Bir varmış bir yokmuş. Evvel zaman içinde, kalbur saman içinde oldukça zengin bir karı koca varmış. Zenginlermiş zengin olmasına ama hiç mutlu değillermiş. Çünkü evleneli yıllar geçmesine rağmen bir türlü çocukları olmuyormuş.

Bir gün oturdukları konağın kapısı çalınmış. Evin hanımı kapıyı açmış, karşısına ihtiyar bir nine çıkmış.

“Aman kızım, can kızım. Çok uzak diyarlardan geliyorum. Günlerdir yol yürürüm. Açım, susuzum, yorgun ve uykusuzum.
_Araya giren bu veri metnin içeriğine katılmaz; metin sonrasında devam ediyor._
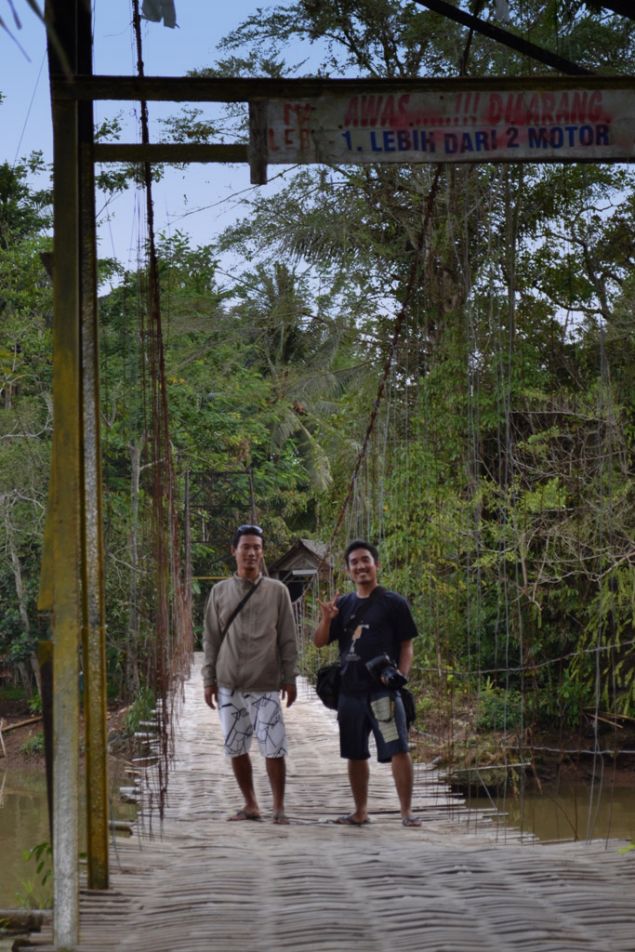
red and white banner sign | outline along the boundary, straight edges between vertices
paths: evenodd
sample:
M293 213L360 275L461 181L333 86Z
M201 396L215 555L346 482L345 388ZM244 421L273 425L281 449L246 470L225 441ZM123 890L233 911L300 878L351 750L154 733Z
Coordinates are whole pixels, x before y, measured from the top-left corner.
M391 91L269 100L271 164L635 160L635 89Z

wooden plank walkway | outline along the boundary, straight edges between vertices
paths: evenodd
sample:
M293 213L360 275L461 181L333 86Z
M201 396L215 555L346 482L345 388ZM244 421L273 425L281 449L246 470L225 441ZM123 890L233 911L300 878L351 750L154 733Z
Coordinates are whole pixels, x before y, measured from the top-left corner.
M200 660L199 660L200 663ZM390 769L371 766L371 825L350 809L334 715L304 687L288 712L290 826L270 822L254 756L261 823L227 823L241 805L202 699L185 686L163 823L147 811L117 839L112 887L83 893L80 952L633 952L635 854L617 842L505 842L420 771L404 829ZM50 934L33 936L41 950Z

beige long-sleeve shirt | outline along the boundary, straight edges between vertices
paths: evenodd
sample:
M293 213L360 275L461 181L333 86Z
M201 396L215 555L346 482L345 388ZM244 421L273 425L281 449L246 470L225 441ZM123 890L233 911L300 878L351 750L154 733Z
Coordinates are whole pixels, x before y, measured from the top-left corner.
M218 582L205 606L203 683L241 691L277 691L297 674L296 626L289 590L263 578L229 626L233 609L253 585L234 575Z

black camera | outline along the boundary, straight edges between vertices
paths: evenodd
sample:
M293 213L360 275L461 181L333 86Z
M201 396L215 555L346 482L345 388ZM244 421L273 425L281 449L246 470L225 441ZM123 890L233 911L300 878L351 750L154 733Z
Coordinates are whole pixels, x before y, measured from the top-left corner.
M380 684L385 688L390 688L391 691L398 691L399 688L408 683L408 678L397 669L396 664L387 654L377 655L367 661L366 670L374 678L377 678Z

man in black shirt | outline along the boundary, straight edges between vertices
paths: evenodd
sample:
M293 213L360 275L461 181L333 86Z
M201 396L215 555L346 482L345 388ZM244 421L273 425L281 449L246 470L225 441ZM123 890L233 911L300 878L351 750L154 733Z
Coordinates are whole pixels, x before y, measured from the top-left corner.
M372 731L377 759L392 767L403 825L420 826L421 820L411 813L413 770L398 690L412 665L417 628L406 599L378 585L379 554L374 545L356 539L347 546L344 561L355 592L320 602L322 618L313 637L318 648L337 641L340 651L340 753L348 760L355 810L337 822L352 826L370 822L368 739Z

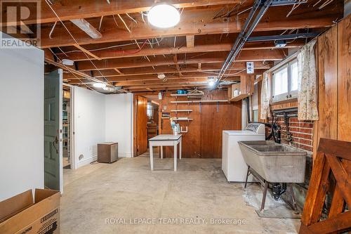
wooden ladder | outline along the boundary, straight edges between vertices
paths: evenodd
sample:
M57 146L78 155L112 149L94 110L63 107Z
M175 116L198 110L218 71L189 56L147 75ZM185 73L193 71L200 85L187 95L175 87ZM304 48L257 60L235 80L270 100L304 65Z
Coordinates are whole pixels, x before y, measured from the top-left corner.
M351 142L321 138L314 164L299 233L351 230ZM332 190L331 204L327 219L322 220L333 175L336 184Z

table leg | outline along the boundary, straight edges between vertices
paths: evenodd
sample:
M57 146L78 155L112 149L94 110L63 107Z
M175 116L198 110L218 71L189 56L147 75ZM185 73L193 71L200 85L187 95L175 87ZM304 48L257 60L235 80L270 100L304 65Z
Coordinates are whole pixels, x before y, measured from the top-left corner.
M179 159L182 159L182 138L180 138L180 141L179 142Z
M151 167L151 170L154 170L154 152L152 152L152 145L150 145L150 167Z
M177 148L178 144L174 144L174 171L177 171Z
M263 188L263 195L262 197L262 202L261 202L261 209L262 212L263 209L265 209L265 197L267 197L267 190L268 189L268 182L265 181L265 186Z

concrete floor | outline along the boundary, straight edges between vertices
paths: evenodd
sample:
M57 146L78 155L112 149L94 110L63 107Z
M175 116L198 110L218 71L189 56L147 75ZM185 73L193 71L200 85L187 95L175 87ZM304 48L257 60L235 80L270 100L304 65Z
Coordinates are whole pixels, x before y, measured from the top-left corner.
M182 159L176 172L173 162L155 158L154 171L145 157L65 170L61 233L298 232L298 219L260 218L260 187L227 183L220 160ZM284 207L267 197L267 209ZM231 223L211 223L222 219Z

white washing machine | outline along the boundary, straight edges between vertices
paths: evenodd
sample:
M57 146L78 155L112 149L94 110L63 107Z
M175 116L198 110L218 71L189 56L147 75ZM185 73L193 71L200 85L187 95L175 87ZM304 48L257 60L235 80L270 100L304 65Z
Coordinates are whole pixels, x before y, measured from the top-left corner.
M230 182L245 182L247 165L242 157L238 141L265 141L265 124L250 123L245 130L223 131L222 145L222 170ZM251 175L248 181L253 181Z

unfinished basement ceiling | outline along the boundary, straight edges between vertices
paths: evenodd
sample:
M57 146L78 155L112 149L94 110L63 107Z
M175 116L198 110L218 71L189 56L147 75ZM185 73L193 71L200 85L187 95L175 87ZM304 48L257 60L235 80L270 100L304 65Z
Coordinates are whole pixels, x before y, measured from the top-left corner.
M121 86L124 91L150 92L208 88L206 82L218 74L254 1L171 1L181 13L180 21L166 30L147 22L145 15L154 1L49 2L42 1L41 18L46 72L59 66L66 70L64 82L90 89L100 80ZM319 33L343 14L342 0L325 6L323 1L309 0L270 7L251 37ZM84 27L77 26L79 22L73 20L77 19ZM272 41L247 42L223 80L239 80L246 74L248 61L254 61L255 74L261 74L285 58L289 48L310 40L288 40L283 48L276 48ZM64 67L62 59L72 60L74 65ZM159 79L159 74L165 78Z

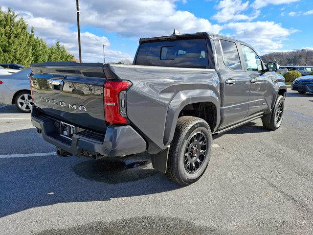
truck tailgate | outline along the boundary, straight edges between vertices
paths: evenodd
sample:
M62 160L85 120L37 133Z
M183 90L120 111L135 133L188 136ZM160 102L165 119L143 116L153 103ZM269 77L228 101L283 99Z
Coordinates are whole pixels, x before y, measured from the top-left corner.
M45 115L75 126L105 132L102 65L33 64L35 105ZM81 64L80 64L81 65Z

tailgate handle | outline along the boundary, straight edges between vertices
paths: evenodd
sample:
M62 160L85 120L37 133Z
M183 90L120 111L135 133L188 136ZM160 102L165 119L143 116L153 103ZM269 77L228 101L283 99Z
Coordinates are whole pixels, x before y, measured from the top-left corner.
M62 92L63 90L63 85L64 81L62 79L55 79L51 78L49 81L49 83L51 84L51 86L53 90L56 90Z

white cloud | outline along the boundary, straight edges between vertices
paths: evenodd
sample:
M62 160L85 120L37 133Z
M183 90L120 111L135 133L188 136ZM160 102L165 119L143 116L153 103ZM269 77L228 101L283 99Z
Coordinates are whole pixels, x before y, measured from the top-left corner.
M218 33L222 28L188 11L177 10L176 1L178 0L81 0L81 26L97 27L104 33L114 32L136 41L139 37L170 34L174 28L182 33L205 31ZM59 40L78 57L75 1L65 4L64 0L0 0L0 4L11 7L24 17L30 26L34 26L36 35L44 37L48 43ZM109 45L108 39L88 32L82 34L81 37L84 61L102 61L102 44L105 42ZM127 54L107 47L108 60L131 59Z
M69 24L60 24L55 21L42 17L35 18L31 15L25 15L25 20L30 25L35 27L36 35L44 38L50 45L59 40L71 53L78 58L77 33L69 29ZM105 47L107 61L132 60L127 53L110 49L110 42L106 37L97 36L89 32L81 33L82 54L83 62L102 62L103 61L103 45Z
M219 11L212 19L219 23L229 21L250 21L257 18L260 14L259 10L254 11L250 15L241 14L241 12L248 9L249 1L243 2L242 0L223 0L220 1L214 7Z
M304 49L305 50L313 50L313 47L302 47L301 49L302 50L302 49Z
M296 31L283 28L280 24L268 21L231 23L225 26L235 31L232 37L250 44L261 53L282 48L283 41Z
M303 13L303 15L313 15L313 10L311 10L311 11L306 11Z
M255 9L259 9L269 4L289 4L299 1L300 0L255 0L251 4L251 6Z

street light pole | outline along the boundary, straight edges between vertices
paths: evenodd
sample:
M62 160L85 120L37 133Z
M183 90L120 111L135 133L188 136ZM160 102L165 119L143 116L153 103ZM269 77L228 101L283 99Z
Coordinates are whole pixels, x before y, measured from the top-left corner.
M82 63L82 51L80 47L80 27L79 26L79 3L76 0L76 11L77 14L77 33L78 34L78 51L79 52L79 63Z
Tanrı misafiri kabul eder misin?” demiş.

Kadın hiç düşünmeden nineyi buyur etmiş. Misafir ağırlamayı çok severmiş. Ninenin karnını bir güzel doyurduktan sonra misafir odasına buyur etmiş. Sabah olup tam gideceği sırada nine:

“Allah senden razı olsun kızım. Bana çok büyük bir iyilikte bulundun. Ben de sana bir iyilikte bulunmak isterim. Bir dileğin varsa söyle yapıvereyim.” demiş. Kadın:

“Yok nine ne dileği. Ben Allah rızası için sana iyilik ettim. Bir karşılık beklemedim. Sağolasın.” demiş.

“Senin bir derdin olduğu belli kızım. Söyle bana. Belki bir yardımım dokunur.” demiş nine. Kadın boynunu bükmüş:

“Evleneli yıllar oldu ama bir türlü çocuğumuz olmadı. Doktorlar derdimize bir çare bulamadı.” demiş.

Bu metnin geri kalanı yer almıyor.